I'm not a programmer at all, and I found this answer quite obvious. Where else does new binary software come from, if not from a computer running older software?
It shouldn't be such a mystery, because it follows a biological model -- small, simple organisms produce more complex descendants by way of natural selection, all fueled by proteins. The same process creates complex software systems out of simple predecessors, all fueled by coffee.
> The chicken or egg problem shows that at some point you lose the connection to the predecessor and the process goes around in endless circles.
No, this isn't so. It's a myth about biology that's repeated by people who don't understand natural selection. An egg is a chicken's way to make an insurance salesman.
You don't have a chicken/egg problem with either biological evolution or computers. With biological evolution abiogenesis is at the bottom of the turtle stack, with computers it is likely some guy poking holes in some cards or rewiring a computer by hand.
Ultimately you don't need life to create life, and ultimately you don't need a computer program to build a computer program. There are other methods, even though we don't see those methods executed today.
If you think through, it is not _that_ obvious; it can't be turtles all the way down. So, where did the first binary software come from?
The answer is that somebody punched in a program from a computer's console, probably somewhere in the early 1960s, but possibly earlier. That program was used to make it easier to enter other programs, etc.
Given that copying working code is so simple, chances are that most of the currently running hardware can be traced back to a few persons entering a boot loader by hand.
That might even be one person.

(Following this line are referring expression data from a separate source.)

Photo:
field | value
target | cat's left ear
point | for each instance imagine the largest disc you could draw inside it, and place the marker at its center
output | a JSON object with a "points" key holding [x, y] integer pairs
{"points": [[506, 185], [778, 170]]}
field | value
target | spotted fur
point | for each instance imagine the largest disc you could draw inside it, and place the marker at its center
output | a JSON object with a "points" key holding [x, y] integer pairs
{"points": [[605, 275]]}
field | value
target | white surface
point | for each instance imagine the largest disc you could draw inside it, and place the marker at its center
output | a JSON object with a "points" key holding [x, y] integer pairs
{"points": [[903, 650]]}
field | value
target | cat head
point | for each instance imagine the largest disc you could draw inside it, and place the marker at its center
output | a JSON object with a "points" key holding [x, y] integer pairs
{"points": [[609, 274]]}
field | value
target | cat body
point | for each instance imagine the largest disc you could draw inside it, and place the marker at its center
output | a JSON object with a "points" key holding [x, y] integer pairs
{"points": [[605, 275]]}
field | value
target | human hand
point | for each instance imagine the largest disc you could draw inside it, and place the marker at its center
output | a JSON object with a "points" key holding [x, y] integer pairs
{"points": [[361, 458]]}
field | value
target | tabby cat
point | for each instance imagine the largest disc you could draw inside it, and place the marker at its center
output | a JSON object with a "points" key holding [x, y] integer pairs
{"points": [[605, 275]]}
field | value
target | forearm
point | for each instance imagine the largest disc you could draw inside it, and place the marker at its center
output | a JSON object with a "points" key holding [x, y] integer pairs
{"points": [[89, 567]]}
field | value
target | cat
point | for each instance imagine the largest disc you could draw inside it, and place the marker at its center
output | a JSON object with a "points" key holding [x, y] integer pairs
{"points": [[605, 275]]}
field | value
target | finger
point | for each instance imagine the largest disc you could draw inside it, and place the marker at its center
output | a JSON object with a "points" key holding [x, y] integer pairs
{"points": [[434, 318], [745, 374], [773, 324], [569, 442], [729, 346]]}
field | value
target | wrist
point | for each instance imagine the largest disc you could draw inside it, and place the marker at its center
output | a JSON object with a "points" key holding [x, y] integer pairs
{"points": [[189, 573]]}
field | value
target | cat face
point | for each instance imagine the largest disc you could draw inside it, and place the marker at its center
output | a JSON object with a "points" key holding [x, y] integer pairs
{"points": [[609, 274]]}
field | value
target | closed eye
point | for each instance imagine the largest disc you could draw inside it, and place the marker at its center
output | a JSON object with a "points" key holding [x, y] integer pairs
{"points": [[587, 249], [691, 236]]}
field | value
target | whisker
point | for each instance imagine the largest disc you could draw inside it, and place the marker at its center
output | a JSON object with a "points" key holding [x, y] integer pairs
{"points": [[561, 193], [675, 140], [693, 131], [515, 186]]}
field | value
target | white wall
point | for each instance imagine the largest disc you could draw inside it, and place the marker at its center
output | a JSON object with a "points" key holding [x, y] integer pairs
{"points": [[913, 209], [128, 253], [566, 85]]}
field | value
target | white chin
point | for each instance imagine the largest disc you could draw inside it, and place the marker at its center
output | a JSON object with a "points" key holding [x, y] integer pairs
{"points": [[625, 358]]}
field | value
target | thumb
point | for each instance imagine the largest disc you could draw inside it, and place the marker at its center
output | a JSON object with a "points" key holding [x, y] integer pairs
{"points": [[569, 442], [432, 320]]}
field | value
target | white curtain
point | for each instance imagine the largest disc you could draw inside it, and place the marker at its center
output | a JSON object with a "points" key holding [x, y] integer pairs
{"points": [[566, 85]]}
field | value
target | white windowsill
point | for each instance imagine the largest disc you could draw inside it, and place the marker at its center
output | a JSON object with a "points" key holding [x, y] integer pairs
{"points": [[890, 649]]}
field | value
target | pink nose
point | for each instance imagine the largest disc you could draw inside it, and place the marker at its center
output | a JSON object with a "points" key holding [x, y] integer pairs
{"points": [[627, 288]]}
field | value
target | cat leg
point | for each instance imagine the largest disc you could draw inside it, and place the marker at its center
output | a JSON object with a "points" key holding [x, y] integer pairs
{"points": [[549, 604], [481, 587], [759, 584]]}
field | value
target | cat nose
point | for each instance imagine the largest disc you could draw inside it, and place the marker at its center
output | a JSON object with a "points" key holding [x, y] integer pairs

For example, Windows NT was initially developed for Intel's i860 (http://en.wikipedia.org/wiki/Windows_NT#Development), so chances are that it was bootstrapped from a Unix machine. Because of that, it may trace back to the same initial boot loader as, for example, Mac OS X.
Well, to be detailed, both the first kernel and the first compiler was probably entered from a stack of punchcards or punch tape made with mechanical "typewriters"; punching a program from console is rather unwieldy and generally you should do that only for the bootloader that loads the rest of the (manually compiled) code from some electromechanical device.